GenPI.co - Direktur center of economics and law studies (Celios) Bhima Yudhistira menyebut rencana urun dana pembangunan Ibu Kota Negara (IKN) Indonesia mirip dengan yang pernah terjadi di Malaysia.
"Di Malaysia pernah terjadi urun dana yang nilainya mencapai USD 1.8 juta hanya dalam waktu 24 jam tapi konteksnya untuk membayar utang pemerintah," sebut Bhima Yudhistira kepada GenPI.co, Senin (28/3).
Saat itu, lanjutnya, Mahatir Muhammad ikut menyerukan 'Tabung Harapan Fund' pada 2018 yang merupakan program pendanaan bersama karena krisis utang di Malaysia dan sudah dalam tahap membahayakan penduduknya.
Bhima menyebut konteks urun dana bisa digunakan untuk proyek sosial atau pembiayaan UMKM.
Oleh karena itu, pendanaan dengan urun dana di IKN dinilai kurang tepat.

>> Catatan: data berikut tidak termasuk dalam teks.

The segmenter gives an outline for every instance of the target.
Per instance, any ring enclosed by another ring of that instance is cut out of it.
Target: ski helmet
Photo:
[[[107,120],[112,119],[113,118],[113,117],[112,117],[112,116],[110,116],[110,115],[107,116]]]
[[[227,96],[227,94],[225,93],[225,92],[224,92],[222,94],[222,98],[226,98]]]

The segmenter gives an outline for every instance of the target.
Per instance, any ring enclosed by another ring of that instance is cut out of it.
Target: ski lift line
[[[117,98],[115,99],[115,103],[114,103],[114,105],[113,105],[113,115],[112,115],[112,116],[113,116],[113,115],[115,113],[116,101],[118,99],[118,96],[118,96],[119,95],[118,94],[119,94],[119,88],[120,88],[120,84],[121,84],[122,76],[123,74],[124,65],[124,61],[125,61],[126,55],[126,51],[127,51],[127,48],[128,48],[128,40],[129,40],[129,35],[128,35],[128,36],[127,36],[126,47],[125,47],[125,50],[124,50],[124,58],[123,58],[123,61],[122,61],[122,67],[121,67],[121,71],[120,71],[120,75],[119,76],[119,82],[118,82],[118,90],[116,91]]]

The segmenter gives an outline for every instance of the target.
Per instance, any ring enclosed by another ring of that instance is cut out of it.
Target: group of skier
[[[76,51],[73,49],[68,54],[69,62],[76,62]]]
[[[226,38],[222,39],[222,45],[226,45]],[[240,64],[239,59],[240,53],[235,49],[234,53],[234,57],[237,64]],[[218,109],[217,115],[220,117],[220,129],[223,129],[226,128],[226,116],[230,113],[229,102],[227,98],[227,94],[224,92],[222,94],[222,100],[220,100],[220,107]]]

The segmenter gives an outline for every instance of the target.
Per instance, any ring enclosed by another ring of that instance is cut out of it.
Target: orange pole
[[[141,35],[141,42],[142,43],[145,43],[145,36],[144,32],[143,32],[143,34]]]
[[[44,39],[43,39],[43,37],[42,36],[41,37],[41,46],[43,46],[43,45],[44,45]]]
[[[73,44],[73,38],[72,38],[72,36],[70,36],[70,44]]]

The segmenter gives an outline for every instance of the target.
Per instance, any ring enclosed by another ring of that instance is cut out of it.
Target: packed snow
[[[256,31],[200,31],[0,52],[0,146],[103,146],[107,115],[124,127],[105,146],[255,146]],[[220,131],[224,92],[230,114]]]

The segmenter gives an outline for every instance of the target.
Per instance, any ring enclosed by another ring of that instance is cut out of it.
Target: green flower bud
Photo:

Karena urgensi pembangunan IKN juga masih timbul perdebatan dan penolakan di publik, terlebih ada rencana kenaikan pajak PPN pada April mendatang.
"Masyarakat, kan, sudah naik tarif pajaknya tahun ini dan uang pajak masuk ke APBN," sebutnya.
Sedangkan, APBN akan digunakan 20 persen untuk IKN.
"Lalu, buat apa lagi minta uang lewat urun dana?," tegasnya.
Sebab, masih banyak kebutuhan masyarakat yang lebih prioritas.
"Misalnya, membeli minyak goreng dan kebutuhan pangan dengan harga terjangkau," jelasnya.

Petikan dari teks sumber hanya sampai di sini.